The last point is often what settles the argument. The average metric may look stable, but inside it, dense handles long explanatory texts better, sparse pulls out exact matches in short documents, and hybrid smooths the difference only for part of the queries.

Keep 20-30 manual error reviews next to the metrics table. That is enough to spot a repeating failure: a bad chunk, noisy headings, language mix-ups, duplicates, or a query that is too broad. Without such examples, it is easy to believe a pretty number and miss the real problem.

The final measurement should be boring and identical for every method. That is what a proper corpus search evaluation looks like: less freedom during the test, fewer arguments after it.

What to do after the measurement

After the measurement, do not rush to declare a winner based on one overall number. Average nDCG or Recall@k is useful, but the product does not live on averages. If 70% of your traffic consists of short queries with codes, plan names, or part numbers, look at that slice first.

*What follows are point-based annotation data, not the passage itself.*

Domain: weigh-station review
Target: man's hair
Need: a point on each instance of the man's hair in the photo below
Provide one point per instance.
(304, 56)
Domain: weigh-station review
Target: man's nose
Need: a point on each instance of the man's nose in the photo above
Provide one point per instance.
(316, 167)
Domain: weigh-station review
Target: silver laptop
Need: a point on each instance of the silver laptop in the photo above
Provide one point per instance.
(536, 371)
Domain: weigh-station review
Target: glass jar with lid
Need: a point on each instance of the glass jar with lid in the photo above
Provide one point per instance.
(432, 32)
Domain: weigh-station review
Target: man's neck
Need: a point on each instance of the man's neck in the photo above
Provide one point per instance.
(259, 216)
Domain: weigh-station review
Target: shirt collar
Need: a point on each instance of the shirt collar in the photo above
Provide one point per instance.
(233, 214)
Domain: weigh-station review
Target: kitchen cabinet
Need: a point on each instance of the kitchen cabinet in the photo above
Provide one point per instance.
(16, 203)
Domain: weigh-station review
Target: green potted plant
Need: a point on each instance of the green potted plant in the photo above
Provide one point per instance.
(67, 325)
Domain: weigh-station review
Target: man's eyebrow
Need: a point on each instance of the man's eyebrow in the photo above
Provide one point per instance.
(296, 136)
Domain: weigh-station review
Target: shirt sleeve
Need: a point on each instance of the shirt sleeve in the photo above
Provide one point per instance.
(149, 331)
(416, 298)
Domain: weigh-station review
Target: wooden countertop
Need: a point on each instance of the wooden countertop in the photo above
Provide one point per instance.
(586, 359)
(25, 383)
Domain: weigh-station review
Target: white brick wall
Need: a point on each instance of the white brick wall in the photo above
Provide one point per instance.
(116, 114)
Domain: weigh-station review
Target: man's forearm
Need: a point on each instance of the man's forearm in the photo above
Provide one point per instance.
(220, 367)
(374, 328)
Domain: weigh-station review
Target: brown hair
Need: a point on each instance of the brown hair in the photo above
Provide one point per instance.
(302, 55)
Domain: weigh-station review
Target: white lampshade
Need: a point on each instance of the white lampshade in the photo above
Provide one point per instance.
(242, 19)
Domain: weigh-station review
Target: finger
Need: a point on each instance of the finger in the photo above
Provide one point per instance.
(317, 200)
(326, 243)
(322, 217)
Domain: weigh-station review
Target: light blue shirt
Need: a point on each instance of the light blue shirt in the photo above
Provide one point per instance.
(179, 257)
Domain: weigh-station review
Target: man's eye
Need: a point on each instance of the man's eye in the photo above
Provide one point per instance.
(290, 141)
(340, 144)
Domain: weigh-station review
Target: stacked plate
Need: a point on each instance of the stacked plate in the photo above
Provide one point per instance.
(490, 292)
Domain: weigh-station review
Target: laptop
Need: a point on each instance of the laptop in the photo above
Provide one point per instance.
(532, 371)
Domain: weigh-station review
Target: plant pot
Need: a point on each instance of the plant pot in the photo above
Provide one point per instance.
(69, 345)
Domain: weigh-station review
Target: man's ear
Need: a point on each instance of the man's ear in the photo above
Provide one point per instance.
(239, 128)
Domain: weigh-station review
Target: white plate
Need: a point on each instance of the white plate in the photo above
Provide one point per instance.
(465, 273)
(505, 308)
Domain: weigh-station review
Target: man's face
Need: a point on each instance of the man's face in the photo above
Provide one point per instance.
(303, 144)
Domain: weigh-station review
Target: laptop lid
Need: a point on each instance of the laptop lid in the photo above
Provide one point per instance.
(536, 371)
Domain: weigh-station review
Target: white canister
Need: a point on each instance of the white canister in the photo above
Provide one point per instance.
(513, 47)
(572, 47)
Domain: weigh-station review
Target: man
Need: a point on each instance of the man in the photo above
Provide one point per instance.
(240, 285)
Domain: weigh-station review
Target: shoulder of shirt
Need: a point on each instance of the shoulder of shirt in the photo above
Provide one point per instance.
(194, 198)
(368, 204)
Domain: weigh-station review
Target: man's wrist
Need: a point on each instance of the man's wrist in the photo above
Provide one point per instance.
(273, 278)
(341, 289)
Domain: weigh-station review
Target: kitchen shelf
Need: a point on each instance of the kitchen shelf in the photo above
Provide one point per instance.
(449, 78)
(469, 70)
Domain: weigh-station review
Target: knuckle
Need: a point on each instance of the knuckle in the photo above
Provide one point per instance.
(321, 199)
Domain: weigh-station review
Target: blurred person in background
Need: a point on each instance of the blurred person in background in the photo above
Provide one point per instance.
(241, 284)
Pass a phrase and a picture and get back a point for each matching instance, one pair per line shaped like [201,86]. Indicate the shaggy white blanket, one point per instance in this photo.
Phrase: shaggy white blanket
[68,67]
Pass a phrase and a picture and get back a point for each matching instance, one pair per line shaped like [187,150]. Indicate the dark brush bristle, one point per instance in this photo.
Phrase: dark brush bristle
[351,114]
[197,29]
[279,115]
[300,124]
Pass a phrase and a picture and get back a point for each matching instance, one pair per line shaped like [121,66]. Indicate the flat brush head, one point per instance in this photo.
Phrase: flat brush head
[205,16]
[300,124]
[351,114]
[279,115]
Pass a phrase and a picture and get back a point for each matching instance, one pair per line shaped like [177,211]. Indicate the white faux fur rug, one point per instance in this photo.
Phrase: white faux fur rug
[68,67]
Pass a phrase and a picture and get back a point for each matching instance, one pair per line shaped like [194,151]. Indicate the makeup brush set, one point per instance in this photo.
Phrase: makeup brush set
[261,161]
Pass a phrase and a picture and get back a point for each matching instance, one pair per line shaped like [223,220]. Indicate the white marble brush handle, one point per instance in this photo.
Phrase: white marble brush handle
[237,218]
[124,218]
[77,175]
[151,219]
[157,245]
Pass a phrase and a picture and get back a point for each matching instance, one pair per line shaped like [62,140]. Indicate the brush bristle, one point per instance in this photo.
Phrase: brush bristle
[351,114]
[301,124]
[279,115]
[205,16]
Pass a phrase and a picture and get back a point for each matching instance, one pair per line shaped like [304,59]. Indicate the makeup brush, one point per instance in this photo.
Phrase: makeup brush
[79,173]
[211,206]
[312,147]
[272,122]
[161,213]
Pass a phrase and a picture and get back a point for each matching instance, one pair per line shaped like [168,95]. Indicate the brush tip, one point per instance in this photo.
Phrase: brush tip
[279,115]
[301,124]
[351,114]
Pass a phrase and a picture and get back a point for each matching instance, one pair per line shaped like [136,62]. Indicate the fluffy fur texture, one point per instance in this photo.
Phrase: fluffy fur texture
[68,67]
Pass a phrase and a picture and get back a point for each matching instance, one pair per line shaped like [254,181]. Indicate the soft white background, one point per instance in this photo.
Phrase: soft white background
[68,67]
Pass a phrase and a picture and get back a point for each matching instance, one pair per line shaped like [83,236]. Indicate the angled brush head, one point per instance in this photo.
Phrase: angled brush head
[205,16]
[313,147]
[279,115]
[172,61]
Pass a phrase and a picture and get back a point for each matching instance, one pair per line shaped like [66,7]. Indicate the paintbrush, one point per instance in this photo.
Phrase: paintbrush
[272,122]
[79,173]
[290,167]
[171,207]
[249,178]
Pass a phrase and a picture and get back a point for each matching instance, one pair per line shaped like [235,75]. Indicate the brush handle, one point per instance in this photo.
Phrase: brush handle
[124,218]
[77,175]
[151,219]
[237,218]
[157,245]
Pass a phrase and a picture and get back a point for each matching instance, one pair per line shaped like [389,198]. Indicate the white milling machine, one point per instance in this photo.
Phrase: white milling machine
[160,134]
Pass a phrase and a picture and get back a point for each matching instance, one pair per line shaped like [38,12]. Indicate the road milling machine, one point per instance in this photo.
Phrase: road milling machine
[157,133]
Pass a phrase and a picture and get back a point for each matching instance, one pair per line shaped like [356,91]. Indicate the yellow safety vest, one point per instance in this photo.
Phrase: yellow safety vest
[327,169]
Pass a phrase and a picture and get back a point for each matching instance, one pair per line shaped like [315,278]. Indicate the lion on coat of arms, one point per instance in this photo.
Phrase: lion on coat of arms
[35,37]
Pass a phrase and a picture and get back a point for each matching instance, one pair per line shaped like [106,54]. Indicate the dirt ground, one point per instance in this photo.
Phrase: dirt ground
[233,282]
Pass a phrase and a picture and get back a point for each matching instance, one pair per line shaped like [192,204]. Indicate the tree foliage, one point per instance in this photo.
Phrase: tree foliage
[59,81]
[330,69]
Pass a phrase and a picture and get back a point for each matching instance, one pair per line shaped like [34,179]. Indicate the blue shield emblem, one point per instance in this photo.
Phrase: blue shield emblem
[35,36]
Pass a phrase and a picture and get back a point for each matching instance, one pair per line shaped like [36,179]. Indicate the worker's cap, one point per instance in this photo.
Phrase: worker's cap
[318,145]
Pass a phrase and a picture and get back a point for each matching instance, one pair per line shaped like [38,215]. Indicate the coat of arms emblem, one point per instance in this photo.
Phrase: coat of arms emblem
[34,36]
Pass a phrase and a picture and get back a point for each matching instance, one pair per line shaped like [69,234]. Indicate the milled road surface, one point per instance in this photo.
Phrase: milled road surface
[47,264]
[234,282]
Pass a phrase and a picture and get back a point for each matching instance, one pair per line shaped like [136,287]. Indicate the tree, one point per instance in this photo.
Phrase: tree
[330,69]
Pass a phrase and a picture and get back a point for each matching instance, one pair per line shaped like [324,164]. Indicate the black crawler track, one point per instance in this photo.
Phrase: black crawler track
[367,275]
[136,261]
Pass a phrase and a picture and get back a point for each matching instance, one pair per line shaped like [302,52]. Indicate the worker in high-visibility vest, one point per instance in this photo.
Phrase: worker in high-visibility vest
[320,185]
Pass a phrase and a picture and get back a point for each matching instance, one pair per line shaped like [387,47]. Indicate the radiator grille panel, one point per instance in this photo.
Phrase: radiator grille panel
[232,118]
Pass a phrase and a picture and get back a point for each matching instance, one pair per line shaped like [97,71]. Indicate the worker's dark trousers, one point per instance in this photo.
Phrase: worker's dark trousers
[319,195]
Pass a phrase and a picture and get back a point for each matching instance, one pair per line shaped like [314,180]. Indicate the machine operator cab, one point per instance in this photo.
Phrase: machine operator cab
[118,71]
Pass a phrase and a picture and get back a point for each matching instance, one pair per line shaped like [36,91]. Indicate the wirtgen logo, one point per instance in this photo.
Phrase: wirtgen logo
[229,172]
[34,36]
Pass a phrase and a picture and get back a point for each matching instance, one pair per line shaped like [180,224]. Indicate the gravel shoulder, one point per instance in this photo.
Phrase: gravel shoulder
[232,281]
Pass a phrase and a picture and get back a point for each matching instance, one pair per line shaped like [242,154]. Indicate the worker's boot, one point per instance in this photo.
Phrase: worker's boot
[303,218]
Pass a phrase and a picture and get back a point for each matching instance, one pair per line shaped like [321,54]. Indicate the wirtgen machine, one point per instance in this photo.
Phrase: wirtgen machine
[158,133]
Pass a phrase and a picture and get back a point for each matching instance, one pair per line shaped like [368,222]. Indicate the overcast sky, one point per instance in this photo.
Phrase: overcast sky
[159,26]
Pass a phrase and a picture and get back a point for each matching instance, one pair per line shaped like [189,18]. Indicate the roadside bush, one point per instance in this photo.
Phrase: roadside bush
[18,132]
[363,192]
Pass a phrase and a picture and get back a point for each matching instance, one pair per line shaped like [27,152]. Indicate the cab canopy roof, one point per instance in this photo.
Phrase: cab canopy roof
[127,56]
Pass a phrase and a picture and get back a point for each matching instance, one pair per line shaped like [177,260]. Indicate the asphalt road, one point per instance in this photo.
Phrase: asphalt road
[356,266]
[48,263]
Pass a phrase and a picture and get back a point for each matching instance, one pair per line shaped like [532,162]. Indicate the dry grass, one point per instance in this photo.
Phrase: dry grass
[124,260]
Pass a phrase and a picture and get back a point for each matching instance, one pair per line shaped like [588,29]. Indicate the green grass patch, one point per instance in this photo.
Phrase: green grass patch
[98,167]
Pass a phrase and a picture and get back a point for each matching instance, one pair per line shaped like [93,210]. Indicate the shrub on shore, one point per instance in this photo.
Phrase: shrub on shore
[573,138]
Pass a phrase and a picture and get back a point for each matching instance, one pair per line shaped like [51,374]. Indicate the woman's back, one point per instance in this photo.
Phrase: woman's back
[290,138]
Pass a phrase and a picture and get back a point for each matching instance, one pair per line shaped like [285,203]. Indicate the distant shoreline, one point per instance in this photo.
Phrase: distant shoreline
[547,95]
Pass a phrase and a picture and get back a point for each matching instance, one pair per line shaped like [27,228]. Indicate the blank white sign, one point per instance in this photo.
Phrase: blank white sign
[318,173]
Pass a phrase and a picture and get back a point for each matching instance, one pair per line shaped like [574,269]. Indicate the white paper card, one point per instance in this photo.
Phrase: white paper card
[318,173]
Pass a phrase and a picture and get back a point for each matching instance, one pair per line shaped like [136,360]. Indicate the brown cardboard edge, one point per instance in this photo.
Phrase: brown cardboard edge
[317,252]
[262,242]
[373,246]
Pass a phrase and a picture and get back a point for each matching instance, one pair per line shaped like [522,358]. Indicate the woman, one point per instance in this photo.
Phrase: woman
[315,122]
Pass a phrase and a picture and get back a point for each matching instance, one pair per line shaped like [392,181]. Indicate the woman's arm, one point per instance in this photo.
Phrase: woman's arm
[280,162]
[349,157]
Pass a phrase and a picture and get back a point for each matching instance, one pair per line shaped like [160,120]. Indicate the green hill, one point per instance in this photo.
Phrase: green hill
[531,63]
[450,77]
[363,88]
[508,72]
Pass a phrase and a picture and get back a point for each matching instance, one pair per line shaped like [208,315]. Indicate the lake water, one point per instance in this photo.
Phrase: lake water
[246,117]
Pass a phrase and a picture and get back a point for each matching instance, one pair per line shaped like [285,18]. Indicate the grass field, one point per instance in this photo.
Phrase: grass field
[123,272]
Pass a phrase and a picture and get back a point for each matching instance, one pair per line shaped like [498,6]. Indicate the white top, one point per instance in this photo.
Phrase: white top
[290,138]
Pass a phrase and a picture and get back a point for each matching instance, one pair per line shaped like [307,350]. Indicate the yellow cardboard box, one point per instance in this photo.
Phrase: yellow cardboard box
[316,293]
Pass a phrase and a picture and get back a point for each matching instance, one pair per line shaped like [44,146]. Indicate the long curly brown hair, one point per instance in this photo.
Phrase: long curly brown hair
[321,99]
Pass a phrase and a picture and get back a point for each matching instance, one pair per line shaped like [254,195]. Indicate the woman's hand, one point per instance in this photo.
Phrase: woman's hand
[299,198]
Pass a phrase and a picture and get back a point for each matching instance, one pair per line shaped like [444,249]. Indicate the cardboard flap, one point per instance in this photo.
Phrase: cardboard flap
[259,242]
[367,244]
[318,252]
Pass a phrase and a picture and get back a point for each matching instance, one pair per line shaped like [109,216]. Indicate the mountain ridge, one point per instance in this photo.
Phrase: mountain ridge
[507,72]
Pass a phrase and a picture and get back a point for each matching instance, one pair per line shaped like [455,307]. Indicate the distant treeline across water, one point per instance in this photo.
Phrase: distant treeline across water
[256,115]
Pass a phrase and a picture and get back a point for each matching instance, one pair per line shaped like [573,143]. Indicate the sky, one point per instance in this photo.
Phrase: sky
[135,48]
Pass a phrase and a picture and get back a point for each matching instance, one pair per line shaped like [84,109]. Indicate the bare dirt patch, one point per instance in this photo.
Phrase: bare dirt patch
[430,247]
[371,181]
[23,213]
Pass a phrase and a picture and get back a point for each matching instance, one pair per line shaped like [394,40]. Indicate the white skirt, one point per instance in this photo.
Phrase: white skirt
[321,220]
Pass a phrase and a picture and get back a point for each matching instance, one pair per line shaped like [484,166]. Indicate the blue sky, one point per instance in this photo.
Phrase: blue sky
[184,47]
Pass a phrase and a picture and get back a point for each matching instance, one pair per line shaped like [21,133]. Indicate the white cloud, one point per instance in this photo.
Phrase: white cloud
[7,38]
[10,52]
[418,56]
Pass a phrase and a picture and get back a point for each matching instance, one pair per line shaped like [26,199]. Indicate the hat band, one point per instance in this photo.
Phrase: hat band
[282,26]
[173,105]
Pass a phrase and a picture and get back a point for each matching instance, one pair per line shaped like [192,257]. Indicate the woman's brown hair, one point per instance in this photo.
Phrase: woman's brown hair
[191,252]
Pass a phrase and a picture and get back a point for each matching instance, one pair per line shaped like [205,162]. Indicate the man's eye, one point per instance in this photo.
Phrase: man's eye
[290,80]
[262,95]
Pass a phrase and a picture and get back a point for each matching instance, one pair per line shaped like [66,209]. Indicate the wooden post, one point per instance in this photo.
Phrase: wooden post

Sometimes dense wins on the overall metric, but it makes more mistakes on the queries that cause users the most pain. Then it is not the product winner. It is more logical to choose the method that more reliably covers the priority scenarios, even if its average score is slightly lower.

Often it is wiser to choose not one method, but a main setup and a fallback. For example, dense may understand free-form questions better, while sparse catches abbreviations, form numbers, and rare terms more accurately. In that case, you do not have to run hybrid everywhere. Sometimes it is easier to keep a fallback and send code-based and exact-term queries to a second retriever.

After the decision, write it down. A short report should answer four questions: which method works best on the priority slices, where it falls short and which fallback covers that gap, what settings you used, and how much requests, latency, and reindexing cost.

That kind of template quickly removes opinion-based arguments. The team starts looking at the same numbers and the same examples.

Do not consider the test complete if you later change chunking or vocabulary. Even a good retriever changes noticeably after new chunk boundaries, different lemmatization, or stop-word cleanup. On a mixed corpus, you will see it right away: long policies start splitting better, while short notes suddenly lose exact matches. After such changes, you need another run on the same query set and with the same report template.

There is another trap: the team changes retrieval and the LLM layer at the same time. Then it is no longer clear what caused the gain - search, reranking, or the new answer model. If you are testing different models in parallel, it helps to keep the access infrastructure separate from the retrieval experiment. For example, AI Router at airouter.kz gives you one OpenAI-compatible endpoint for different models, so you can compare retrieval separately without rewriting SDKs, code, or prompts.

A good final result sounds boring, but that is exactly what you want: which query types each method handles well, where it makes mistakes, how much it costs to support, and what you chose for production. If your team can answer those questions, the comparison was worth doing.